Opinion and ideas

Wednesday 29 April 2026

AI shortcuts aren’t all they’re cracked up to be

The best things in life weren’t meant to be easy. Just try making mayonnaise the old-fashioned way

More bad news from the world of artificial so-called intelligence. Where to begin? First, we learn that Taylor Swift is trademarking her voice, so it won’t be cloned to make Taylor-bots. Matthew McConaughey has done the same for his awright-awright-awright. This seems pretty King Canute holding back the tide to me, frankly: surely it’s not going to stop any bad actors intent on persuading you that Taylor or Matthew wants you to invest in crypto/buy cat food/can teach you the secret of eternal youth.

But even if you want to talk to a bot that isn’t pretending to be a celebrity, too bad: you may well be driven mad, as Patricia Clarke has reported in The Observer, comparing the rise of AI-psychosis to the “glass delusion” – in which people thought their bones or bodies were made of glass – of the early modern period. Meanwhile, gas-powered data centres may emit more greenhouse gases than entire nations. Meanwhile again, tech titans Sam Altman and Elon Musk are beginning a courtroom battle that is the culmination of a years-long feud; why do I suspect the spectacle will be unedifying?

With that as the gloomy background, I wish to present a short essay in praise of difficulty. I’ve just filmed a segment for ITV (to air 6 May) because I have been asked to be an ambassador for the Society of Authors' Human Authored initiative. The Authors Guild, in the US, is running a parallel scheme: authors sign up and receive a Kitemark certifying that their work is generated by a person and not a machine. One of the things I said to the nice person interviewing me is that we who write novels (or nonfiction, or anything at all) aren’t just after the end result. We’re after the joy – for which read hardship – of making.

I’m struck by how many conversations around AI centre on the idea of the stuff we choose to do (or indeed, have to do) being made easier. This app will tell you what to cook if it knows what’s in your fridge. This one will plan your trip for you. Another will eavesdrop on your meeting and always know who was speaking and what they spoke about, thereby absolving you of the need to listen in the first place. As the great Jerry Seinfeld remarked to Jimmy Fallon the other day: “If I’ve got this right, we’re smart enough to invent AI, dumb enough to need it, and so stupid we can’t figure out if we did the right thing.”

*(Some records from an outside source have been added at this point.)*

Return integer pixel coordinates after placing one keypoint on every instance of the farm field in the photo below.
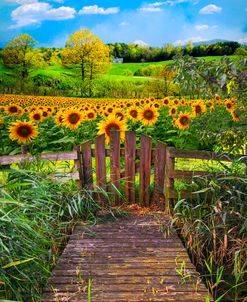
(84, 141)
(115, 72)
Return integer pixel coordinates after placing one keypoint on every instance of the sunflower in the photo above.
(1, 121)
(23, 132)
(111, 123)
(166, 102)
(90, 115)
(234, 115)
(173, 111)
(72, 118)
(182, 122)
(118, 113)
(133, 113)
(229, 105)
(36, 116)
(14, 110)
(198, 108)
(148, 115)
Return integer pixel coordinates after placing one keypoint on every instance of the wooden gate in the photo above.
(139, 174)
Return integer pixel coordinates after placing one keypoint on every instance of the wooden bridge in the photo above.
(132, 259)
(138, 258)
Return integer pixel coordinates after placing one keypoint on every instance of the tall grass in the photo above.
(37, 213)
(214, 229)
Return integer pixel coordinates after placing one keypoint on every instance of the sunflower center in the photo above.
(184, 120)
(133, 113)
(13, 109)
(24, 131)
(90, 115)
(148, 114)
(36, 117)
(120, 115)
(74, 118)
(111, 127)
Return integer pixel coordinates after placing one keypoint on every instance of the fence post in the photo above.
(87, 165)
(145, 170)
(130, 155)
(23, 149)
(100, 163)
(169, 178)
(77, 163)
(159, 174)
(115, 163)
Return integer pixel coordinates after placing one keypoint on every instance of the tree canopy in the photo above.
(89, 53)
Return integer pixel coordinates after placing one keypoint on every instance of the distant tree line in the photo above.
(138, 53)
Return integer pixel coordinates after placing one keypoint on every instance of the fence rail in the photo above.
(144, 175)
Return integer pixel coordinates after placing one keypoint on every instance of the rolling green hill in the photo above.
(117, 71)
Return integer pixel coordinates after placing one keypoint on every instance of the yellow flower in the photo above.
(198, 108)
(36, 116)
(173, 111)
(133, 113)
(14, 110)
(112, 123)
(148, 115)
(90, 115)
(182, 122)
(72, 118)
(23, 132)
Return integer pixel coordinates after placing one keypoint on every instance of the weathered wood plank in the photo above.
(142, 268)
(115, 164)
(130, 155)
(87, 180)
(100, 161)
(145, 170)
(159, 174)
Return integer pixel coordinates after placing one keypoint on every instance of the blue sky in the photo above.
(155, 23)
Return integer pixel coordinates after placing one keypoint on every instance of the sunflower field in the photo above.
(58, 123)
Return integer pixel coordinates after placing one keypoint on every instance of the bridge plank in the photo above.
(131, 259)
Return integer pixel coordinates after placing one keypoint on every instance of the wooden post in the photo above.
(23, 149)
(130, 155)
(87, 165)
(159, 174)
(77, 163)
(169, 178)
(145, 170)
(115, 163)
(100, 163)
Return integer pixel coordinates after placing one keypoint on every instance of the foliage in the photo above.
(19, 53)
(37, 213)
(91, 55)
(201, 79)
(213, 227)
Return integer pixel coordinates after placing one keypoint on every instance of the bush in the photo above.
(37, 213)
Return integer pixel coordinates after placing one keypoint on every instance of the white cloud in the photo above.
(124, 23)
(150, 9)
(21, 2)
(192, 39)
(140, 42)
(96, 10)
(200, 27)
(35, 13)
(210, 9)
(243, 40)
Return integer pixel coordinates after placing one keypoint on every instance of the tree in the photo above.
(85, 49)
(18, 53)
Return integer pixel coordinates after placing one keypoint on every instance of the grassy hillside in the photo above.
(117, 71)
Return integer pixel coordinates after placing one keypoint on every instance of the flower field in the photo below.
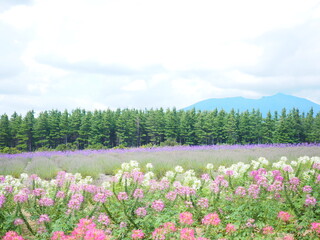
(257, 200)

But what is our time for? That’s the question I find I keep asking myself in the face of all this potential rest and relaxation that’s supposedly on offer or going to be on offer sometime in the vaunted future. (And this ignoring, for the time being, the issue of copyright theft in the construction of large language models: it is worth noting that in Bartz v Anthropic, one of the major copyright lawsuits under way in this area, papers recently filed in court cover 440,490 of the 482,460 eligible works in the class action. This is 91.3% rate of all eligible claims – an astonishingly high percentage. And yes, even if I get money retrospectively for my work: it’s still stealing, folks, if you don’t ask permission first.)

Remember the “all-access hoverchairs” available to future humans in Pixar’s Wall-E? “Buy N Large: everything you need to be happy!” Back in 2008, when the movie came out, we could laugh (at least in the moments when we weren’t observing the global economy slide into the toilet). Now there’s an eerie prescience to those scenes.

But it’s not just AI and its promise of pointless leisure that threatens our will to act, to live as humans. Our education system is, broadly speaking, results-driven rather than process-driven. Anecdotal, I know, but I bet you’ve got a story like this too: I recollect my son, madly studying for his French GCSE. I tried to help him by speaking French. He brushed me off anxiously: he just needed to memorise these lists of words, he said. He got an A*. He speaks not a word of French.

We do these things not because they are easy, but because they are hard. Remember that? Of course, there’s a word for this now: friction-maxxing, it’s called, choosing the less convenient over the convenient. But what about progress? I hear you cry. I get the idea of progress. And you may find AI useful in certain aspects of your life. But why should it intrude on what you enjoy? Or what you might discover you enjoy? I have a friend who thought he didn’t like cooking; he found it a bit scary, I think. Then he took the time to start to cook. Slowly. He read Samin Nosrat’s Salt, Fat, Acid, Heat. And then he was making mayonnaise from scratch. Yes, you too can be a part of the resistance. All it takes are some egg yolks and a little oil.